PINK PIGLET AMONG WILD BOARS.

ORIGINS: Look at the eyes of the seventh character in the original series. A row of pigs (times two). That’s what we saw. And even though all of them were white, some had longer snouts, and we were in low spirits. One pig stood out, and our minds’ eyes colored it pink, darkening the others.

CORCHOGRENDEL_QUARTERS_14_caraspelo_SP8_01

Detached. That is how I feel. I should be a wild boar, blessed with the ability to blend into my surroundings. I should feel like part of this planet. I should have the right colors to be welcomed into its embrace. But I was cursed. Someone made me a pink pig, and I stand out everywhere. I don’t feel at home. I can’t breathe. And even those that live with the same curse don’t commiserate with me. The highest mountains are white. They try to blend into the clouds, without sparing a thought for a pink pig like me.

CORCHOGRENDEL_QUARTERS_14_caraspelo_SP8_02

When I was young, someone used to lull me to sleep. Never once did she try to foist me on the waves. All I remember is her heartbeat, and the warmth of the arms cradling me. She was my whole world. Everything that was right. I thought that I would be a wild boar when I grew up. That I would blend into who she had been for me, effortlessly, and I would be the world for someone I loved with all my heart. But it didn’t come naturally to me. I grew into a pink pig. I didn’t have the right colors to love how I wanted to love. And even after covering myself from head to toe with mud, my heart didn’t beat loud enough. Never like I remembered. And it wasn’t long before I grew cold. Colder than I had ever felt.
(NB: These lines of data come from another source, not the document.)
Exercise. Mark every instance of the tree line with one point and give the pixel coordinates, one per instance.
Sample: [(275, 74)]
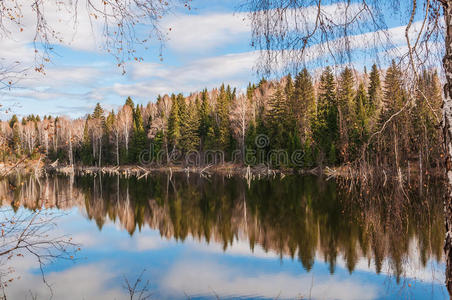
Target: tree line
[(330, 119)]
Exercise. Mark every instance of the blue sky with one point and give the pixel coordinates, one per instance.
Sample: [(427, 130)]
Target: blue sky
[(206, 46)]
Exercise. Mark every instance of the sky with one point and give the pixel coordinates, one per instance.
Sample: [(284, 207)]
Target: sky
[(206, 46)]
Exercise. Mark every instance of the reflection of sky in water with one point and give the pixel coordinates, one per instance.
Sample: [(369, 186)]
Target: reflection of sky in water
[(201, 270)]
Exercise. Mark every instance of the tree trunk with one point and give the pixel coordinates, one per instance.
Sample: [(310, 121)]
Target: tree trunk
[(447, 132)]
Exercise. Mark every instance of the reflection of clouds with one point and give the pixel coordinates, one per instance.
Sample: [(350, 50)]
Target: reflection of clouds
[(207, 278), (92, 281), (239, 247)]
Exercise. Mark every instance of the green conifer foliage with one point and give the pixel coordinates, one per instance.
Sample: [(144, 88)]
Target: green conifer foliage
[(346, 110), (325, 125), (174, 124)]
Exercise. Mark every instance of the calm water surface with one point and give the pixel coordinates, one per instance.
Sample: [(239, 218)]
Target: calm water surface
[(197, 238)]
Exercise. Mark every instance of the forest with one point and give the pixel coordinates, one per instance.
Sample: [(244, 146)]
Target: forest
[(325, 119)]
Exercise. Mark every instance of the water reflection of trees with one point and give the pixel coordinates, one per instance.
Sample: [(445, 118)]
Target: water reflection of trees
[(304, 218)]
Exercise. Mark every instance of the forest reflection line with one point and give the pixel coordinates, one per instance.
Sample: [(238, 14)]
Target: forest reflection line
[(301, 217)]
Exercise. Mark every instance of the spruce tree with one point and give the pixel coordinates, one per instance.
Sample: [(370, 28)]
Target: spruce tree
[(303, 104), (138, 144), (205, 120), (174, 124), (222, 119), (346, 110)]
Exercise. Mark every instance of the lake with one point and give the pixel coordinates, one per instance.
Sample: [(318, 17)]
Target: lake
[(297, 237)]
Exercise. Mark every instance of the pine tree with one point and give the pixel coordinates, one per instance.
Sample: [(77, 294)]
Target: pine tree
[(205, 120), (277, 121), (393, 142), (325, 125), (130, 103), (139, 136), (374, 91), (87, 157), (361, 129), (189, 129), (303, 104), (222, 119), (174, 123)]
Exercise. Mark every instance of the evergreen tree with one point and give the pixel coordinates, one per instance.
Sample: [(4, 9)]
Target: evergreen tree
[(346, 110), (205, 120), (361, 129), (374, 91), (222, 119), (303, 104), (86, 154), (138, 144), (189, 129), (174, 123)]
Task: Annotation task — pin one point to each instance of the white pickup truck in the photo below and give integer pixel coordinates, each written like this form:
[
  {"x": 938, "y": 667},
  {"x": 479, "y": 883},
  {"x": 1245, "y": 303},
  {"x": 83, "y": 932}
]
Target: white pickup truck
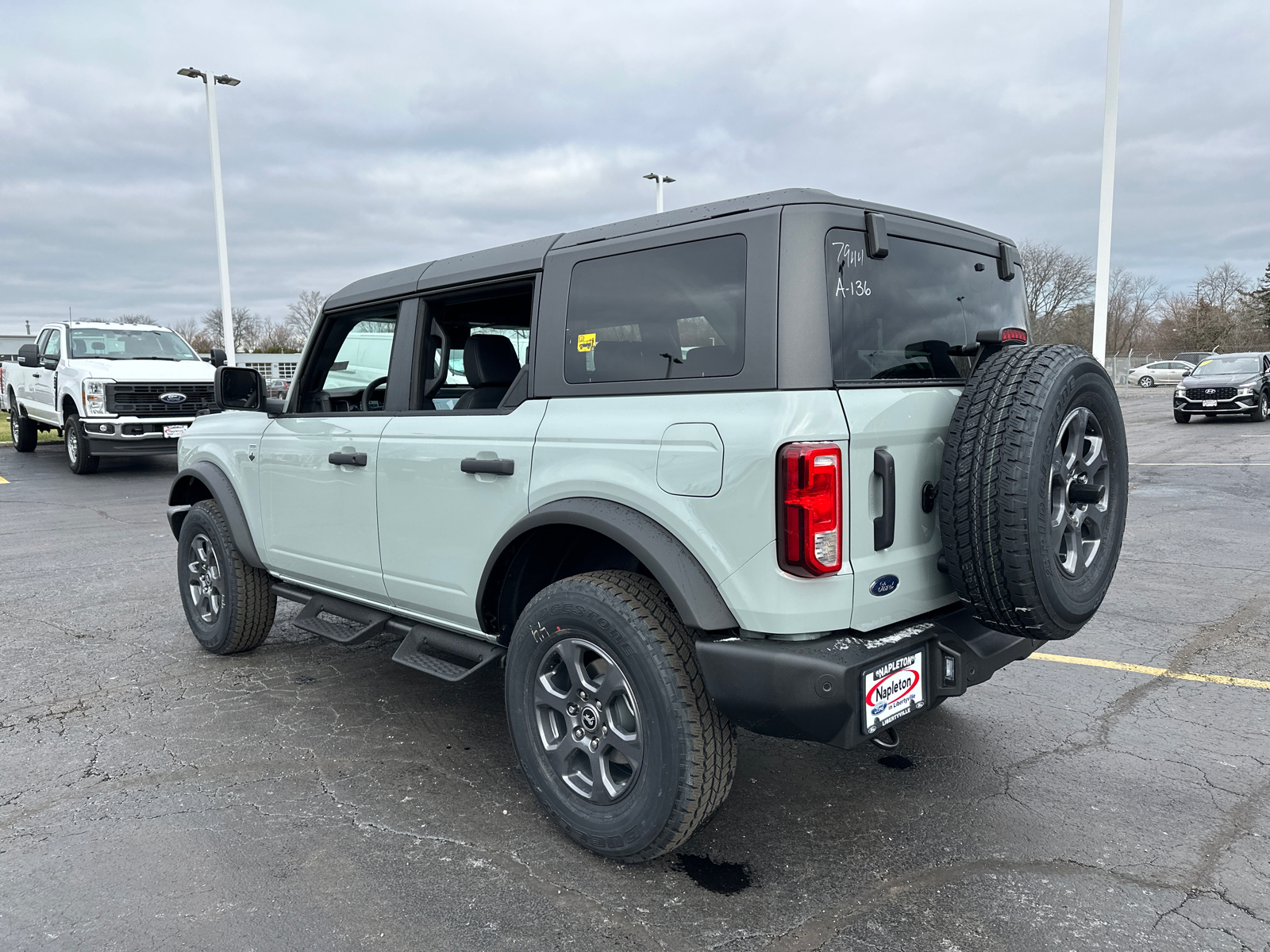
[{"x": 111, "y": 389}]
CORCHOGRENDEL_QUARTERS_14_caraspelo_SP8_03

It’s not your fault. You meant well. You couldn’t have known that I would take your words to heart. Unconditional love sounded like music to your ears. Like the best gift you could ever give me. I was your little pig, and you only wanted me to wallow in blue skies. You couldn’t have known that my heart longed for the woods. For light filtering through the leaves. One beam. I needed to know where I ended and others began. Two beams. Three beams. I needed to know that I was irreplaceable. Four. And five. But blue skies are overflowing with sunlight, and it feels like you will never truly grow fond of me. Not for who I really am.

CORCHOGRENDEL_QUARTERS_14_caraspelo_SP8_04

Who in their right mind would want to be a wild boar in this day and age? Roots are ugly, gnarled things. Who would feel attached to something so old, when the world is full of colors waiting to be brought out? Not me, that’s for sure. I don’t miss the stars. The night sky was made for firework displays. And pigs were always meant to be pink.